On Dec. 11, 1998, NASA launched the Mars Climate Orbiter to gather data on the Martian climate. On Sept. 23, 1999, the orbiter was lost due to a data error. One piece of equipment was reporting force in foot-pound seconds, while another was expecting SI Units. This kind of data miscommunication happens all the time between databases. Let’s look at what you need to build machine learning models at scale, what the current options are, and why “feature stores” are becoming a new trend in this space.
Machine Learning at Scale
Machine learning models rely on rich, robust data in order to drive their insights. Most gains in model performance come from rich-feature engineering and data manipulation work, rather than cutting-edge models and expensive hyper-parameter optimizations.

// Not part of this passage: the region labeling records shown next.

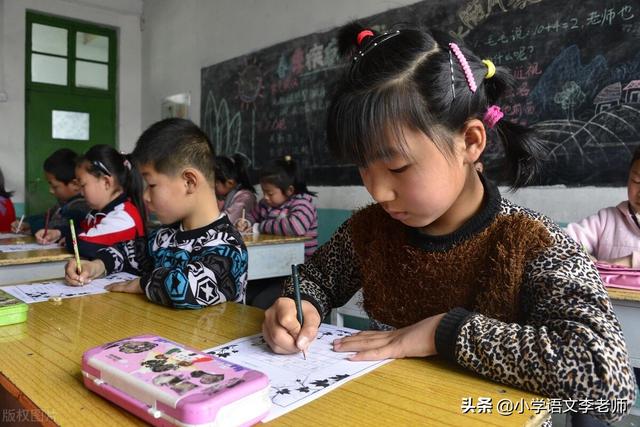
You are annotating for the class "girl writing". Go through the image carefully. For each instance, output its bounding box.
[42,145,147,259]
[263,24,635,420]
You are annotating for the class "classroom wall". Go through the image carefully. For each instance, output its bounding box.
[0,0,142,214]
[142,0,627,223]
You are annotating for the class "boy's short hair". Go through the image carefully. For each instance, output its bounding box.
[132,118,215,185]
[42,148,78,184]
[629,145,640,167]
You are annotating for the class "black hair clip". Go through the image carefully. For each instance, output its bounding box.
[91,160,111,176]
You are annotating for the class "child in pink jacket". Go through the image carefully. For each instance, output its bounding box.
[566,147,640,268]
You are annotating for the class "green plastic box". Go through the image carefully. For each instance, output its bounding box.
[0,288,29,326]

To support these features, you need a system that can provide sophisticated aggregations, robust and accurate point-in-time historic information, and the ability to compile numerous data sources together. To do machine learning at scale and in production, you need all of these things—in addition to stability, reliability, and lightning-fast response times. So, how can the current OLAP and OLTP systems handle these needs?
For more articles looking at the current state of technology and what's ahead for 2021, download the Data Sourcebook.
OLTP systems are primarily used to run a business’s real-time systems. These systems have been optimized for lightning-fast information retrieval in order to power websites, track transactions, or handle other mission-critical business needs. These systems work well for this.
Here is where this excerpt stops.